La ciudad y los días
Carlos Colón
Yo vi nacer a B. B.
De la ola de calor y de la política española nos refugiamos en el salón rojo. Es la antigua capilla del viejo caserón de la calle Alzada y aún mantiene un inconfundible sabor isabelino, con un papel adamascado cubriendo sus paredes, cornucopias doradas y el retrato de una señora ataviada con polisón, abanico y mantilla. Se trata de doña Pascuala Emaldi y Esteban de Ormaechea, natural de Ermua, que vivió entre 1801 y 1860. Podemos decir que a doña Pascuala le tocó habitar años verdaderamente convulsos: el paso del antiguo al nuevo régimen, de la monarquía absoluta a los primeros vagidos del liberalismo español. No llegó a la Gloriosa, pero si vivió la constitución del 12 y la desamortización, los dos grandes pilares del cambio histórico. Desconocemos qué opinaría doña Pascuala de estos terremotos, aunque sabemos que se las apañó para dejar una amplia descendencia que hoy habita en distintos rincones de España. De aquellas hembras, estos machos.

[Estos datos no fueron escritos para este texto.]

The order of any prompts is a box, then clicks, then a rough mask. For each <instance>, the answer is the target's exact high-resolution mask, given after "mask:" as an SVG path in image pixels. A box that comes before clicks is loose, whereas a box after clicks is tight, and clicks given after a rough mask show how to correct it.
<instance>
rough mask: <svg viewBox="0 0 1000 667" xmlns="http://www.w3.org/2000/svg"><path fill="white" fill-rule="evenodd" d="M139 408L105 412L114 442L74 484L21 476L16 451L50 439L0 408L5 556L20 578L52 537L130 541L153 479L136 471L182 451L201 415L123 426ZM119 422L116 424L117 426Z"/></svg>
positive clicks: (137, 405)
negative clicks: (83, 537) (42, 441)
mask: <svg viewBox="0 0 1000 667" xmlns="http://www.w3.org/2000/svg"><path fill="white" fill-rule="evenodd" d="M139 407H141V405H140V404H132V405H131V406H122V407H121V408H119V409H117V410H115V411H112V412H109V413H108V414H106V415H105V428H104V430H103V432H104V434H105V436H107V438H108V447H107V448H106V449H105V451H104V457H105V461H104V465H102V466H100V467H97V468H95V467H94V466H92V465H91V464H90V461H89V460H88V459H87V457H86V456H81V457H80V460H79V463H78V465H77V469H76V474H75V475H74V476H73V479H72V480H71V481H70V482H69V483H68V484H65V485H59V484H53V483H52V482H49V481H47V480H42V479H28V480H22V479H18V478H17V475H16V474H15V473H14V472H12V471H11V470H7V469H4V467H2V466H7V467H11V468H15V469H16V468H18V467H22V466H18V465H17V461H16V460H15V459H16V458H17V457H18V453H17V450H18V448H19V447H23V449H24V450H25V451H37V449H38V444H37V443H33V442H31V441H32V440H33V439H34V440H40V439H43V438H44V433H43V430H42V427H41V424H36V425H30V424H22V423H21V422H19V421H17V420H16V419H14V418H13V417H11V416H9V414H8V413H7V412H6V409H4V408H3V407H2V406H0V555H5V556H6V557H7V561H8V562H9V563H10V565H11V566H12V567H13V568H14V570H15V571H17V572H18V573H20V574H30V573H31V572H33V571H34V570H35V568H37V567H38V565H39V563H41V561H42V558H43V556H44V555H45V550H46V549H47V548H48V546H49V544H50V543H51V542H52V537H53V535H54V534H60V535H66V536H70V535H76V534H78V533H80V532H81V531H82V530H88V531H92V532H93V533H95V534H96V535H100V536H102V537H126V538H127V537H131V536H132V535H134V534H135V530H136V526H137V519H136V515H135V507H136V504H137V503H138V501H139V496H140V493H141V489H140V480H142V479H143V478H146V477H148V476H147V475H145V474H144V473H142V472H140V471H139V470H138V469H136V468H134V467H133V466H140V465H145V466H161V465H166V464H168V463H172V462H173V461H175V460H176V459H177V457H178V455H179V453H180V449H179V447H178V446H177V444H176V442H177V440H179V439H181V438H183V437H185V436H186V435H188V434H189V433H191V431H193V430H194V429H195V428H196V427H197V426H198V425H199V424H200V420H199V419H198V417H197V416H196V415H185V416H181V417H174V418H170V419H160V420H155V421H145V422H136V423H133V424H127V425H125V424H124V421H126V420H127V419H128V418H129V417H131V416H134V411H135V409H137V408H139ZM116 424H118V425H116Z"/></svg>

Por la tarde, cuando el calor se hace insoportable en el patio, busco el salón rojo como el náufrago su palmera. Me acompaña Pinto, zahorí de sombras y corrientes, que suspira por el frescor de los veranos de la Bretaña que disfrutaron sus antepasados. El frutero de mi barrio, experto en nísperos y spaniels, me dijo que Pinto tenía más de español que de bretón, como se deduce por la finura de su hocico. Sea como fuere, cualquier hombre o perro es extranjero en estos calores, y tanto Pinto como yo nos dejamos refrescar por la penumbra del salón rojo mientras él sueña con desventrar perdices y palomos y yo leo libros que rebosan ácaros y palabras perdidas.
El salón rojo, como dije antes, tiene entre sus adornos un biombo chino que le da un cierto aire cosmopolita y decadente. Desconozco cómo llegó esta chinoiserie, propia de una estancia parisina, a esta casa en el corazón de la Tierra de Barros. Me gusta pensar en algún resto de un Galeón de Manila o en la aportación de un tío aventurero o misionero jesuita. Pero vaya usted a saber la realidad, si tal cosa existe.
Completan la decoración del salón rojo algún bibelot desubicado, un Cristo Rey de escayola que recuerda los orígenes religiosos de la habitación y una foto en la que tío Ignacio aparece de riguroso traje oscuro y cargando una escopeta de dos caños, como si viniese de cumplir alguna venganza familiar inexcusable. Las tardes más duras de calor, con la única luz de una lámpara de pie, tengo la sensación de encontrarme en algún sitio muy lejano. No sé, en el Nautilus o en alguna mazmorra de postín en la Berbería. No se le puede pedir más a la aventura del verano.